Forçado a fechar as portas de repente em função do isolamento social imposto pela crise do coronavírus, o comércio varejista brasileiro de produtos não essenciais não é ameaçado apenas pela falta de movimento nas ruas. Preocupam também as compras que já foram feitas, mas ainda estão sendo pagas.
Levantamento do Meu Crediário – sistema de análise de crédito e cobrança que atende diversos segmentos varejistas -, a que EXAME teve acesso com exclusividade, revela que a inadimplência dos clientes cresceu 25% do dia 1º ao dia 23 de março em comparação ao mesmo mês do ano passado.
O número de pagamentos em atraso explodiu no fim desse período, já que, na sexta-feira (20), a alta anual ainda era calculada em 10%.
De 2018 para 2019, essa mesma comparação havia mostrado uma queda de 16,8% no número de carnês em aberto.
A pesquisa foi feita com 1.000 parceiras do Meu Crediário de todo o Brasil, compostas, em sua maioria, pelos segmentos de vestuário, calçados e óticas. O sistema conta também com lojas de materiais de construção e móveis.

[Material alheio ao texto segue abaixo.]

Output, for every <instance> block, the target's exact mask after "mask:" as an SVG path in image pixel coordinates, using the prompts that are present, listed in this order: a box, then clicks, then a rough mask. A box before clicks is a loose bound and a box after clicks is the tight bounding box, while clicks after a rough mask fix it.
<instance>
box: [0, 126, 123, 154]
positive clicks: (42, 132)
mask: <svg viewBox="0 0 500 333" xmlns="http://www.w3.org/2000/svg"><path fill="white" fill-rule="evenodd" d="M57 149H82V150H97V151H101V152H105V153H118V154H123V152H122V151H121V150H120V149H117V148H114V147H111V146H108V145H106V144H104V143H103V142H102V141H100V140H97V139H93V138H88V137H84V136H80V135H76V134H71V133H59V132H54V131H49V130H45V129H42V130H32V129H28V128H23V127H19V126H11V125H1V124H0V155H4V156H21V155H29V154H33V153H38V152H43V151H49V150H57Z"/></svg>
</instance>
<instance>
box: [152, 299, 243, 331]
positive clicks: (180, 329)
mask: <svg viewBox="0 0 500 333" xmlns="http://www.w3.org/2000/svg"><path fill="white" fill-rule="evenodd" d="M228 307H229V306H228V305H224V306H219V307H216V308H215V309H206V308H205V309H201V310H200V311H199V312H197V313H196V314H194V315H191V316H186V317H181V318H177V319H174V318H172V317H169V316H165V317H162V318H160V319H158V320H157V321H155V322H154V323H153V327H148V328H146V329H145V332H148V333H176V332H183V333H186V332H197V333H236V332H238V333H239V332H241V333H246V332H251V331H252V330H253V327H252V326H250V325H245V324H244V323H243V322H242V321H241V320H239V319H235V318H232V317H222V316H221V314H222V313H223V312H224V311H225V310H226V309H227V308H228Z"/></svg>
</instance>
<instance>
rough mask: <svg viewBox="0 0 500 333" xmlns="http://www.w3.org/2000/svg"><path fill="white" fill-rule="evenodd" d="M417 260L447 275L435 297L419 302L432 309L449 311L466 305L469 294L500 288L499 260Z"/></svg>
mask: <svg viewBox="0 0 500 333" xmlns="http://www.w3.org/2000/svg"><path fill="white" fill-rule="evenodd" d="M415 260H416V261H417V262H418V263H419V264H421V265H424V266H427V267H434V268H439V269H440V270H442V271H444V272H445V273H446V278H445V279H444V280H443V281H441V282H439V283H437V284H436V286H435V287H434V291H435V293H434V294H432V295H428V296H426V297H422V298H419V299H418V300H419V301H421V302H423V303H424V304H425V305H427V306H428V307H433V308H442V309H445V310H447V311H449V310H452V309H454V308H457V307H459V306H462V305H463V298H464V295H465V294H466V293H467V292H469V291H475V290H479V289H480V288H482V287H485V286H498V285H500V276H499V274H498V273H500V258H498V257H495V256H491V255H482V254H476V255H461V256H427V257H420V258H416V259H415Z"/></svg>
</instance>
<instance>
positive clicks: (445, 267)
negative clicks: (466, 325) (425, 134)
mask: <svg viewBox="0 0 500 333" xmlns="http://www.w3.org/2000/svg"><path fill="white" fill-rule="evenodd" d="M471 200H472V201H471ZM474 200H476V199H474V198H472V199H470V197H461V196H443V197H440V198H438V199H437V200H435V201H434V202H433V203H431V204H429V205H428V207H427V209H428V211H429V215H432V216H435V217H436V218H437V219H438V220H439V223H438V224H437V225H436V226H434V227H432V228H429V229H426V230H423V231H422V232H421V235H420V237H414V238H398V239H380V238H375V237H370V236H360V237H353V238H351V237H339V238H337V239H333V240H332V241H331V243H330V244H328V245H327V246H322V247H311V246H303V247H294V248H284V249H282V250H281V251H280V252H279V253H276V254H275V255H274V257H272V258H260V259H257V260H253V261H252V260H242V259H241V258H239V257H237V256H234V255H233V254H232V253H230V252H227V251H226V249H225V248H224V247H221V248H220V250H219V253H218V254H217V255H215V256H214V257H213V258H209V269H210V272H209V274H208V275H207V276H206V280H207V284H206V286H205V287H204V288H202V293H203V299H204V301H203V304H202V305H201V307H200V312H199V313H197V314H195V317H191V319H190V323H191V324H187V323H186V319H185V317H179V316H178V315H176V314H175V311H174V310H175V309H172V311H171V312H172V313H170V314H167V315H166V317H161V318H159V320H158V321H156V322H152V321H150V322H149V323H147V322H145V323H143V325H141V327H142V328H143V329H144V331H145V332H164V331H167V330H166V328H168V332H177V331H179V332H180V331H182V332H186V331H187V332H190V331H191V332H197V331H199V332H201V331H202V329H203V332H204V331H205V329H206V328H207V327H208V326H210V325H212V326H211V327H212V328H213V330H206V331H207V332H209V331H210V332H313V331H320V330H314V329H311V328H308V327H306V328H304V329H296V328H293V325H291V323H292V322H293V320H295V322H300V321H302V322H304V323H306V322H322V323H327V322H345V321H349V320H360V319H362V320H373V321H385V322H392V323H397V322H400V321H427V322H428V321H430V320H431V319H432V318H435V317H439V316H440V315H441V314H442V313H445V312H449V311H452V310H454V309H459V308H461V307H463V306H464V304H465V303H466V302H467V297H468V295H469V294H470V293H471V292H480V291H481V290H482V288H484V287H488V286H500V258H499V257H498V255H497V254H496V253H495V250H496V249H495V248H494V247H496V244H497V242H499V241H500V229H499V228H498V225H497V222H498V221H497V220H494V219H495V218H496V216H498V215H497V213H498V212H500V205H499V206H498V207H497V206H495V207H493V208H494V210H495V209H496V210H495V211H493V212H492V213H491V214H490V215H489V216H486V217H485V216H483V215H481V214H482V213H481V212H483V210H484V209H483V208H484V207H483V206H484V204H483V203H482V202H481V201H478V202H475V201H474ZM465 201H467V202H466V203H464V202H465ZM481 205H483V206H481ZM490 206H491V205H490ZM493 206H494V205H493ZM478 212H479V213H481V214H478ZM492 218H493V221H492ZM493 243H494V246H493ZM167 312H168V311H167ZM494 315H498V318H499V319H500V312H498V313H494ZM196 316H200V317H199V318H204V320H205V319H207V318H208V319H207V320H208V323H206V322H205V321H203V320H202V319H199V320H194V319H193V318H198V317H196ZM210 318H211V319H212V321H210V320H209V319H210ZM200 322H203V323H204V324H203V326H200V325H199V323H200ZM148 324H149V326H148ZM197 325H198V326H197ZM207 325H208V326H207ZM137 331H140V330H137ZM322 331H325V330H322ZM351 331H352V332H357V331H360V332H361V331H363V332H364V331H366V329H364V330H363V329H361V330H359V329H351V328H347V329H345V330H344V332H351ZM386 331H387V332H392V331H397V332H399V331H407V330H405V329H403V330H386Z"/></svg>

“Vivíamos um momento de recuperação da inadimplência, que desde o fim de 2018 mostrava melhora não só em função do avanço da economia, ainda que lento, mas também do mercado de trabalho formal”, diz Rodolpho Tobler, coordenador da área de Economia Aplicada do Instituto Brasileiro de Economia da FGV (Ibre/FGV). “O cenário mudou totalmente nas duas últimas semanas com novas previsões apontando para contração do PIB e muito possivelmente aumento do desemprego”.
O levantamento aponta ainda uma queda de 58% no número de consultas de CPFs feitas na semana de 16 a 21 de março em relação ao período anterior, de 09 a 14 . “Mesmo nos estados que ainda mantém as lojas abertas, já se vê que os consumidores estão evitando aglomerações e alguns cortam a intenção de compra até mesmo pelo receio de não conseguir honrar os compromissos financeiros no futuro”, diz Jeison Schneider, cofundador do Meu Crediário.
Retomada difícil
Uma vez perdido, o poder de compra dos consumidores pode ser difícil de recuperar. “A renda do trabalhador vai estar muito comprometida nos próximos meses com contas primárias de sobrevivência. É esperado que essa inadimplência cresça, ainda mais porque quem já procurava emprego não deve conseguir num primeiro momento quando a atividade for retomada”, diz Tobler.
Da última vez que o mundo viu uma crise de grande magnitude, há pouco mais de 10 anos, a maior preocupação era com a inadimplência das empresas, devido à escassez de crédito que se instaurou sobretudo no Brasill. Agora, no entanto, o cenário é pior sob o aspecto da inadimplência da pessoa física “e a probabilidade de aumentar está ligada à duração da quarentena”, diz Marcel Solimeo, economista da Associação Comercial de São Paulo.
Solimeu explica que a inadimplência se torna mais díficil de ser combatida com o tempo porque as dívidas de espalham: “As pessoas não contraem uma só, costumam deixar de honrar compromissos com a, b, c e d. Então, limpar o nome leva tempo, mas tudo depende do nível de recuperação da economia. Não se trata só de acabar a quarentena. Passivos estão sendo acumulados nesse período”, diz o economista,
Diante desse cenário, a Federação do Comércio de Bens, Serviços e Turismo de São Paulo (Fecomercio-SP) soltou um comunicado nesta semana recomendando aos varejistas de bens duráveis e semiduráveis que não ampliem seus estoques: “Não é o momento de investir, endividar-se ou assumir compromissos no longo prazo”.
A alternativa sugerida pela entidade é que as empresas preservem seu fluxo de caixa e arquem com os gastos fixos, se preciso, por meio de empréstrimos: “é preferível um crédito bem contraído e planejado a deixar de pagar os compromissos, tornar-se inadimplente e ter que correr atrás de juros”.